Today's newsletter, edited by Javier E. David and copy edited by Katie Lewis, is 650 words, a 2½-minute read.

1 big thing: Americans' blistering summer spending

Illustration of a thermometer shaped like an upwards arrow, with the mercury rising.

Illustration: Brendan Lynch/Axios

If Americans have the capacity to spend money, they will. That is a useful rule of thumb for understanding the U.S. economy — and the simple explanation for a blockbuster September retail sales report out this morning.

Why it matters: A summer surge in consumer spending appears to have continued into the fall, even with soaring interest rates, bumpy financial markets and higher gasoline prices.

  • In effect, consumer spending is keeping a floor underneath the overall economy, keeping a recession at bay — but also standing in the way of inflation coming down more rapidly.

Driving the news: Retail sales were up 0.7% in September, the Census Bureau said, as it also revised upward July and August estimates. Even excluding volatile sales at car dealerships and gas stations, sales were up 0.6%.
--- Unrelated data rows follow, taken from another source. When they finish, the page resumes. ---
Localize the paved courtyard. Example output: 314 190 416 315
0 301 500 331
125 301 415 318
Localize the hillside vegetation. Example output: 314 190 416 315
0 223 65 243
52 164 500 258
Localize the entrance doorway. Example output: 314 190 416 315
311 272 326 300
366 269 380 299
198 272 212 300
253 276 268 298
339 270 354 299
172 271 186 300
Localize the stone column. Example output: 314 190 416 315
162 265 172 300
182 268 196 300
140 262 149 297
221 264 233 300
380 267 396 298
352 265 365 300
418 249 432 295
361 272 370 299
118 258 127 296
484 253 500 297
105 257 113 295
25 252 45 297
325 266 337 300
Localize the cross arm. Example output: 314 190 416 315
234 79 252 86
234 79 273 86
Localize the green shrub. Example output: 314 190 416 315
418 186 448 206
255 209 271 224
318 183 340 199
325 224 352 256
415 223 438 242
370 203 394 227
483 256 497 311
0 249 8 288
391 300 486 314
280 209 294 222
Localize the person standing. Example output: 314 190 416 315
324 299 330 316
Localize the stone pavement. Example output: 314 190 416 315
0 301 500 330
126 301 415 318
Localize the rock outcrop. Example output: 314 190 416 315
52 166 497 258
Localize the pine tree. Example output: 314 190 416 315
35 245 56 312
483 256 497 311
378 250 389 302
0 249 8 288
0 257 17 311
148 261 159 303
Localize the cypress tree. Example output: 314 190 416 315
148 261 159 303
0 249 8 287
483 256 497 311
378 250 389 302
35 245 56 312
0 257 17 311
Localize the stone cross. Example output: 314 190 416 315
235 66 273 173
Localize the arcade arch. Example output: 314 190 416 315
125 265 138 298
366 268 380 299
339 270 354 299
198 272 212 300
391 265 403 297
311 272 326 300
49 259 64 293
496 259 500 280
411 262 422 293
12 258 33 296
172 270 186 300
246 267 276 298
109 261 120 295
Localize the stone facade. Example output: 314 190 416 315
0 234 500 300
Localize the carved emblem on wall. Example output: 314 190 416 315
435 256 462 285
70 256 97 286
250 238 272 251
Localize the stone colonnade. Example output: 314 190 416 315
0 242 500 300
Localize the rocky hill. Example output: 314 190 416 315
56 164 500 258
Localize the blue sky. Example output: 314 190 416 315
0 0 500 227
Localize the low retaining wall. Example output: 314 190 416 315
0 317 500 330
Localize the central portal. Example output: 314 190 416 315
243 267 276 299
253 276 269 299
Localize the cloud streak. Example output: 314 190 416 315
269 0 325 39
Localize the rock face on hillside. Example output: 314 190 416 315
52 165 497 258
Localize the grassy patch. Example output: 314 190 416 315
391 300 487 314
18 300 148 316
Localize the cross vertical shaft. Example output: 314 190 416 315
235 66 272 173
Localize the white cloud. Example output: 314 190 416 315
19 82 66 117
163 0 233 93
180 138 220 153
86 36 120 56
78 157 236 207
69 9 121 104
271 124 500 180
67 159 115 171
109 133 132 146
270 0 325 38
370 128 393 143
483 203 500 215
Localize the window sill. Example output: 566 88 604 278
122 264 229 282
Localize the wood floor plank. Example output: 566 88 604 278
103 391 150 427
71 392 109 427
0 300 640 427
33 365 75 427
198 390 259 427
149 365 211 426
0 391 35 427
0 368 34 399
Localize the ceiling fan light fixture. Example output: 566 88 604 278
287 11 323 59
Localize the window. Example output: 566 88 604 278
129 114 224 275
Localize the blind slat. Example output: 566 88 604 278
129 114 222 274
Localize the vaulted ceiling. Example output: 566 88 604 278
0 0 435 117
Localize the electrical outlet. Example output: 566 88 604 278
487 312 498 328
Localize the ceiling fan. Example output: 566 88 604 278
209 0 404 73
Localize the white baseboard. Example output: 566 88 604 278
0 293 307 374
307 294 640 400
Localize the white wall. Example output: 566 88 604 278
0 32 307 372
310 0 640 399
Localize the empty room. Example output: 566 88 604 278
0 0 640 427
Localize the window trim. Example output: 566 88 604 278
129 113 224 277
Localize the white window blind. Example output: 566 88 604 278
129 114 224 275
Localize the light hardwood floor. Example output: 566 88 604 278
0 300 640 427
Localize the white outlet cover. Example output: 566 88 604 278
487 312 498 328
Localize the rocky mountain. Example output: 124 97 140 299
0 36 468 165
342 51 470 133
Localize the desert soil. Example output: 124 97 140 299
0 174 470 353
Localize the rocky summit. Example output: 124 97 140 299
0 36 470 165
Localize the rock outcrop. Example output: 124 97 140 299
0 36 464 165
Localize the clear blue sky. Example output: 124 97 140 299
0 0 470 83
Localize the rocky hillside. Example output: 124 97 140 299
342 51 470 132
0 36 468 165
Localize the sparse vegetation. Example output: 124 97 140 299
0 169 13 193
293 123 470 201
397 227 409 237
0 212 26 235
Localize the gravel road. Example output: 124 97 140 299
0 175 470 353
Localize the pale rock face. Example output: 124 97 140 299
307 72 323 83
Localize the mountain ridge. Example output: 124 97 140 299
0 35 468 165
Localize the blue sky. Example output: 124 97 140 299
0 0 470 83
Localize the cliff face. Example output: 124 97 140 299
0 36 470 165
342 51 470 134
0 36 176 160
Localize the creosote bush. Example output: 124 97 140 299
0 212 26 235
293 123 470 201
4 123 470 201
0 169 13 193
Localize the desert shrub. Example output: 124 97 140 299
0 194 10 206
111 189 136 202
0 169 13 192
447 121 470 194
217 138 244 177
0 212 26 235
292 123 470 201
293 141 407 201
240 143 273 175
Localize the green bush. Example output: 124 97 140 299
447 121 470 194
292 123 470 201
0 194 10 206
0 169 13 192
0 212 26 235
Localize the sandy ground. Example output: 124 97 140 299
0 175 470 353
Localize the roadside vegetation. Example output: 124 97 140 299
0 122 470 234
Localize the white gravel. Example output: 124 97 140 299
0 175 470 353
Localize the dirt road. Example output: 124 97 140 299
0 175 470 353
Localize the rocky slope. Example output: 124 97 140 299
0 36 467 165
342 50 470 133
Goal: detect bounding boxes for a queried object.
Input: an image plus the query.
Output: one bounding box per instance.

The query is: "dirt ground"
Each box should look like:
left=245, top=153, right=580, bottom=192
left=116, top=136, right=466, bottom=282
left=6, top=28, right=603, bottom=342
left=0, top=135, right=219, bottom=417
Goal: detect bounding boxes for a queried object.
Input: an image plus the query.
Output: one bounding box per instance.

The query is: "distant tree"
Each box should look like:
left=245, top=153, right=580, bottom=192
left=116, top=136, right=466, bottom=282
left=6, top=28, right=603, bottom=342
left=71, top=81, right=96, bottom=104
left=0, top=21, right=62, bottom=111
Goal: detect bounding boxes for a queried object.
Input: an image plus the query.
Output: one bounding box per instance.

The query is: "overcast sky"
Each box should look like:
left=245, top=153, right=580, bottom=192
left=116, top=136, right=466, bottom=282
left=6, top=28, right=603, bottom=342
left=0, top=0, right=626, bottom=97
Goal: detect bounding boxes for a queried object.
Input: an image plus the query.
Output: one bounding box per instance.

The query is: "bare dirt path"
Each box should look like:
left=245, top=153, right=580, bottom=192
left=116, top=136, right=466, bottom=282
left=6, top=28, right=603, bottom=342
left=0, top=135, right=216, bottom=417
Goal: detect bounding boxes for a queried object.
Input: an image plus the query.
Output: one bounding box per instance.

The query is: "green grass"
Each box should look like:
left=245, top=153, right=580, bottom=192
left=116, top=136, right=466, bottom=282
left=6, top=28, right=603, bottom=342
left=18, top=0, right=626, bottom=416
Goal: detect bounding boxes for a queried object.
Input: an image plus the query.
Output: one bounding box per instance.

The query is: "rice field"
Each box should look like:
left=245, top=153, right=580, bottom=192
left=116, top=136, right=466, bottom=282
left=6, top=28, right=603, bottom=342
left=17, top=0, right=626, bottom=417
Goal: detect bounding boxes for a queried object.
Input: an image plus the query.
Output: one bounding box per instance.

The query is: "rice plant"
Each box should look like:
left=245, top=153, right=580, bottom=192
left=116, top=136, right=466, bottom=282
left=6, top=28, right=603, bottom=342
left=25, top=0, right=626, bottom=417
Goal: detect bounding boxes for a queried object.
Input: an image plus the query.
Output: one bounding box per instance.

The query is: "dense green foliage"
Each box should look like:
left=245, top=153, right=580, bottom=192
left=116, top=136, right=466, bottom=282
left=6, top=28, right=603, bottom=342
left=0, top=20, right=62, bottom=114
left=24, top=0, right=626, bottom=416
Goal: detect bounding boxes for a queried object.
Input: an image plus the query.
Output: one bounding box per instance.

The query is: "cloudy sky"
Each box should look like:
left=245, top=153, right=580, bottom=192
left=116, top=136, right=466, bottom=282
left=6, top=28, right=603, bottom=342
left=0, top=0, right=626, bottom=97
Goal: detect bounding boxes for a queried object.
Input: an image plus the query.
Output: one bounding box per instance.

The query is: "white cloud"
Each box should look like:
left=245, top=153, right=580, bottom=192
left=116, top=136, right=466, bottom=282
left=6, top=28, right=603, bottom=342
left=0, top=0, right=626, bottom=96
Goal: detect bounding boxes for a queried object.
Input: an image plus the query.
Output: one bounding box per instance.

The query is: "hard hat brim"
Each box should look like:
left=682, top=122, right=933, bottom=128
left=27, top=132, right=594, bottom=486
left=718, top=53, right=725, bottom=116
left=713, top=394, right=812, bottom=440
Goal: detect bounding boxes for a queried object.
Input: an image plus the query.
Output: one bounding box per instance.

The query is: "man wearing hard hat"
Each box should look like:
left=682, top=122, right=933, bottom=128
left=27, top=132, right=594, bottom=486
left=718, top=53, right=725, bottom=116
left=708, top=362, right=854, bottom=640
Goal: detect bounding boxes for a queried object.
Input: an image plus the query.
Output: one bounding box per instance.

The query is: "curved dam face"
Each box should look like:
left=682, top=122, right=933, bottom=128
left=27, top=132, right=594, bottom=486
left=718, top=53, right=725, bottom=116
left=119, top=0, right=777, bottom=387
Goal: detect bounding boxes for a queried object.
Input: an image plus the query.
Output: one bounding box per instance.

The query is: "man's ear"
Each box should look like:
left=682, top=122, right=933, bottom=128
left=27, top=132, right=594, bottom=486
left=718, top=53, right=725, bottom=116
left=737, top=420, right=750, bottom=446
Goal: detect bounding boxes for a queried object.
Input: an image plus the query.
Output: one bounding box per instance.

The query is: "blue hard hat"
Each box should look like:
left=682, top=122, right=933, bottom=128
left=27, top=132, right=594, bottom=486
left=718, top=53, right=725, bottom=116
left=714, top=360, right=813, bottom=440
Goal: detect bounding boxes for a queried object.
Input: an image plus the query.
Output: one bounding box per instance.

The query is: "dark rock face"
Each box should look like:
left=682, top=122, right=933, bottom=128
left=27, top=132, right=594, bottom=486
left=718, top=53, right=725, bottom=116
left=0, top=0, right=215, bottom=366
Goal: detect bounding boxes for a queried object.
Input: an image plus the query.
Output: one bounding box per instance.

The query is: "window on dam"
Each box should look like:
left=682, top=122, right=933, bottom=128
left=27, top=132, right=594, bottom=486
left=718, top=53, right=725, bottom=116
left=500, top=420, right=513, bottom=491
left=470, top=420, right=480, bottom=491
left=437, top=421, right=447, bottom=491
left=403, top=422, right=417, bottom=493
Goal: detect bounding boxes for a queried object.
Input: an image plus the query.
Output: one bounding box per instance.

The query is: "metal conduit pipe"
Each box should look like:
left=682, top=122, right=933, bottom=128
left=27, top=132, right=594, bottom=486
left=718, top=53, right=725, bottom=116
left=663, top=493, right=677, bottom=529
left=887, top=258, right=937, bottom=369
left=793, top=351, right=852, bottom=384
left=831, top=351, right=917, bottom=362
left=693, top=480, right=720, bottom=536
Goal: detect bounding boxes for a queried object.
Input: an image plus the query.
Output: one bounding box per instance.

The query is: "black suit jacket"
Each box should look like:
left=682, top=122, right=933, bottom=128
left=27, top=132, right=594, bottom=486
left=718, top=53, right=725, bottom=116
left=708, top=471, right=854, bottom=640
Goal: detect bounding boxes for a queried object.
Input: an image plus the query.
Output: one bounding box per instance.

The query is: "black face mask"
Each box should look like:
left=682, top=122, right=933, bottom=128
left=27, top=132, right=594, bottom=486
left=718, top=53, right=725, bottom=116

  • Over the July through September quarter, retail sales rose at a blistering 8.4% annual rate.
  • The news drove long-term bond yields to yet another 16-year high as investors priced in hotter growth and higher odds of more interest rate hikes. The 10-year Treasury was yielding 4.82% this morning, up from 4.7% yesterday.

State of play: For all the discussion of headwinds facing consumers — recession worries, higher borrowing costs, the restart of student loan payments — the reality is that the unemployment rate remains extremely low, and wages are rising a bit faster than inflation.

  • That's a recipe for Americans to put those paychecks to work, even if the rip-roaring pace of the last three months is unsustainable.

What they're saying: "The death of the U.S. consumer has been vastly overexaggerated," said Mike Graziano, a senior analyst at RSM, in a note.

  • "Strong wage gains and a strong labor market continue to give consumers the confidence to spend, and they are doing so."

Of note: Retail sales weren't the only hotter-than-expected data point today, as the Fed reported industrial production rose 0.3% in September. Analysts had expected it to be unchanged.

  • That indicates the manufacturing sector shrugged off at least the early phase of an autoworkers strike.

2. Caution light for the Fed

The Federal Reserve headquarters building, currently under renovation. Photo: Mandel NGAN / AFP

Comments from Fed officials over the last month have had something of a "we're done here" tone to them — a sense that there is a good chance they may not need to raise interest rates again. The September data isn't cooperating.

  • Today's retail sales and industrial production reports follow higher-than-expected September numbers on payrolls and the Consumer Price Index.

State of play: The September numbers have not been enough in isolation to reshape the policy outlook. Taken together, they undermine the Fed's narrative that the economy will slow steadily thanks to past interest rate hikes, so the central bank can comfortably wait to see inflation continue to come down.

  • "Today's strong report along with a recent string of positive economic surprises suggest the economy carried more momentum than previously thought over the summer," said EY-Parthenon senior economist Lydia Boussour in a note.
  • "This will keep the Federal Reserve on high inflation alert," she added, and while it won't be enough to prompt a rate hike at a meeting concluding Nov. 1, "the December meeting will very much remain a 'live' one."

Yes, but: The surge in long-term bond yields over the last couple of months (which resumed after this morning's numbers) means more pain is in store, especially for interest-sensitive sectors like housing and commercial real estate.

What they're saying: "I see an economy that is much further along the path to demand normalization than much of the data would tell you," Richmond Fed president Tom Barkin said this morning in a speech.

  • "But the path for inflation isn't yet clear," he said. "We have time to see if we have done enough, or whether there's more work to do."

The bottom line: Fed officials will have to decide whether backward-looking data indicating a hot September or forward-looking impact of financial market moves should be more important in setting policy.